Глядит Назар на нее сверху вниз, а Лушка глаза поднять боится. Оробела чего-то, будто и не она теперича тут стоит, а не знамо кто.
— Готово, — отвечает, отойти собираясь, только легла рука мужская на плечо.
— Чего? — сердце в груди стучит немыслимо, поднимает всё ж глаза.
— Так похожа, — не может взгляда от неё Назар отвесть. — Что ни есть — Улюшка.
Глядит на девку, а сам другую видит.
— Лукерья, — сдвигает брови девка, напускает на себя грозность, и ласкают её глаза Назара, пока внутренности у него на части рвутся.

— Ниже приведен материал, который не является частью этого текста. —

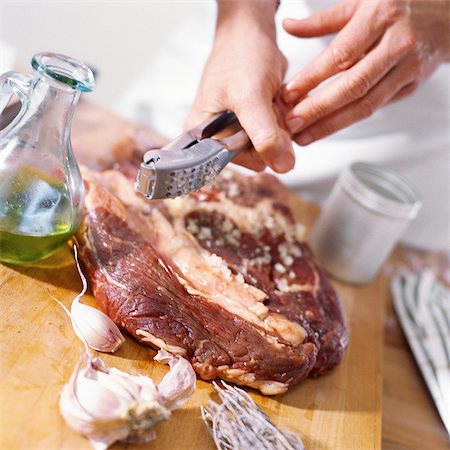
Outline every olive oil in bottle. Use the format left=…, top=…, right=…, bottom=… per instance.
left=0, top=167, right=78, bottom=263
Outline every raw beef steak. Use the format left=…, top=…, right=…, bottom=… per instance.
left=76, top=168, right=348, bottom=395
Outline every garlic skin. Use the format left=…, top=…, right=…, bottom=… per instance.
left=155, top=349, right=197, bottom=410
left=71, top=300, right=125, bottom=353
left=59, top=350, right=196, bottom=450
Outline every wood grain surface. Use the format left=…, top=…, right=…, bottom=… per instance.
left=0, top=101, right=446, bottom=450
left=0, top=195, right=383, bottom=450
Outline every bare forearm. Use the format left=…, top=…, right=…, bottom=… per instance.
left=216, top=0, right=278, bottom=41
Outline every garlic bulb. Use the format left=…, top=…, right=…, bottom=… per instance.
left=70, top=245, right=125, bottom=353
left=60, top=350, right=196, bottom=450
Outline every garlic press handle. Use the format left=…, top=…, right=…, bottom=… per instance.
left=195, top=111, right=252, bottom=156
left=192, top=110, right=240, bottom=140
left=221, top=129, right=251, bottom=155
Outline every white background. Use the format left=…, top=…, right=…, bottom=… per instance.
left=0, top=0, right=198, bottom=107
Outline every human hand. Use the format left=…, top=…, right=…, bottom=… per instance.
left=185, top=1, right=295, bottom=173
left=282, top=0, right=450, bottom=146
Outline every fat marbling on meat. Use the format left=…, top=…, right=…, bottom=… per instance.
left=76, top=168, right=348, bottom=395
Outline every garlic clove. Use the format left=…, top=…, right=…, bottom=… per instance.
left=74, top=371, right=127, bottom=420
left=95, top=367, right=153, bottom=404
left=60, top=360, right=130, bottom=448
left=71, top=300, right=125, bottom=353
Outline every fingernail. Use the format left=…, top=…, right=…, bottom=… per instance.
left=283, top=90, right=299, bottom=105
left=297, top=132, right=313, bottom=146
left=273, top=151, right=295, bottom=173
left=286, top=117, right=305, bottom=134
left=285, top=80, right=298, bottom=92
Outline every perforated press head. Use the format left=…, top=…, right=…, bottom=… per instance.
left=136, top=139, right=232, bottom=199
left=135, top=111, right=251, bottom=200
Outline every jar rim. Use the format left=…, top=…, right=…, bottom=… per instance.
left=341, top=162, right=422, bottom=219
left=31, top=52, right=95, bottom=93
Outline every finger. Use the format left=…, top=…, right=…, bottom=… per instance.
left=233, top=94, right=295, bottom=173
left=282, top=0, right=355, bottom=38
left=293, top=62, right=414, bottom=146
left=285, top=28, right=403, bottom=135
left=389, top=81, right=419, bottom=103
left=273, top=90, right=292, bottom=129
left=183, top=106, right=218, bottom=131
left=283, top=2, right=389, bottom=104
left=184, top=105, right=267, bottom=171
left=232, top=148, right=267, bottom=172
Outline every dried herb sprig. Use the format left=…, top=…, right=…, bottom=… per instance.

— Благодарствую за снадобье, — все ж находит в себе силы Назар первым отойти.
— Поешь там, — кивает на стол Лушка, скрывая неловкость за словами. — Покойной ночи, завтра зайду.
Выбегает из избы, чуя, как заливается краснотой. Дурно ей отчего-то, будто вместе с касаньем боль свою ей передал. А она ломит, жжёт, выкручивает. Бежит Лушка в лес, слёзы по щекам растирает, и горько даже ей, что сталось с сестрой и её любимым.